Mini cars aren't so safe? Are you surprised?

The Insurance Institute for Highway Safety tested mini cars--cars like the Honda Fit--and the ratings were not favorable.  This doesn't actually surprise me.

I had a 1999 VW Golf GLS, which was about the same size as many of the cars in this category, but it was around 2800 pounds, probably 600 pounds heavier than most.

When I was looking for another car, I considered the category because of the size.  However, I couldn't find one with rear wheel disc brakes or other realistic safety items or features.  I quickly abandoned the category as unfit, at least, for me.

Over the time I've owned the various Volkswagen models (1985, 1986, 1990, 1999, 2012), the size of the Golf has increased quite a lot, and yet, it's still not a huge car on the outside, even though the inside is much bigger than you would expect.

It's obvious from the weight that there is much more in the car than the engine and transmission.  For small cars, Volkswagen has often done more than the typical economy car maker to safeguard passengers.  The passive knee pad was an early innovation that seems to have gone away but had its time and place.

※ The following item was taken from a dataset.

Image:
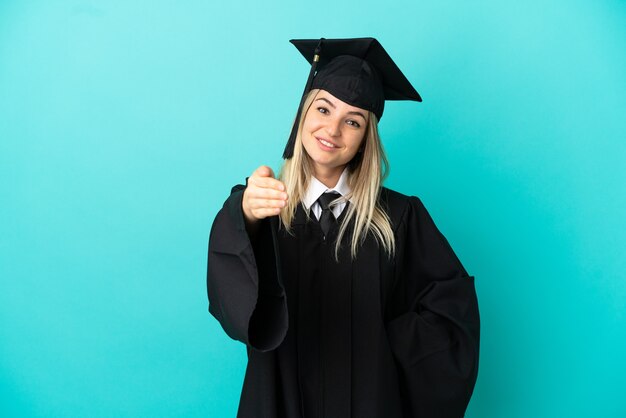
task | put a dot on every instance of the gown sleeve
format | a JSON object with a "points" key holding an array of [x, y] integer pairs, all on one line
{"points": [[243, 279], [434, 330]]}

I'm going to be rude because it seems as though someone gets behind the wheel of an SUV and loses their ability to think.  They seem to be more aggressive (especially early Ford Explorer drivers), and do stupid actions that they wouldn't normally do with anything else, thinking that the vehicle was made for ridiculous maneuvers that you would only see in movies.

I've driven one Jeep Grand Cherokee, one Chevrolet Suburban (which hardly seems an SUV), and a Jeep CJ5.  They seemed better in the slow lane, as the center of gravity was too high to keep the vehicle steady in curves and turns.

So, taking a mini car like a Mazda 2 up against a Jeep Grand Cherokee, which isn't all that steady isn't for the timid.  (Remembering someone telling me that his friend's mum took their Hummer H2 (not the craptacular GM platform) through a fast food drive-thru and ran over a number of things makes me wonder if the H2 would just crush the Mazda 2 in traffic.

If the Mazda 2 could have been configured with safety gear, I really would have considered it.  However, it and the others were too much like the flimsy European cars of the 1970s, like the Renault 5 or Fiat 128.  They may pass government safety standards but the federal government has been slow to move those standards in order to pacify the auto industry.

I wonder what sort of results the Germans would get in the same tests.  Audi, Mercedes-Benz, and Volkswagen all have much smaller cars that never arrive in the U.S.A.  I'm sure it's difficult to make money on them, so they will likely never see this country.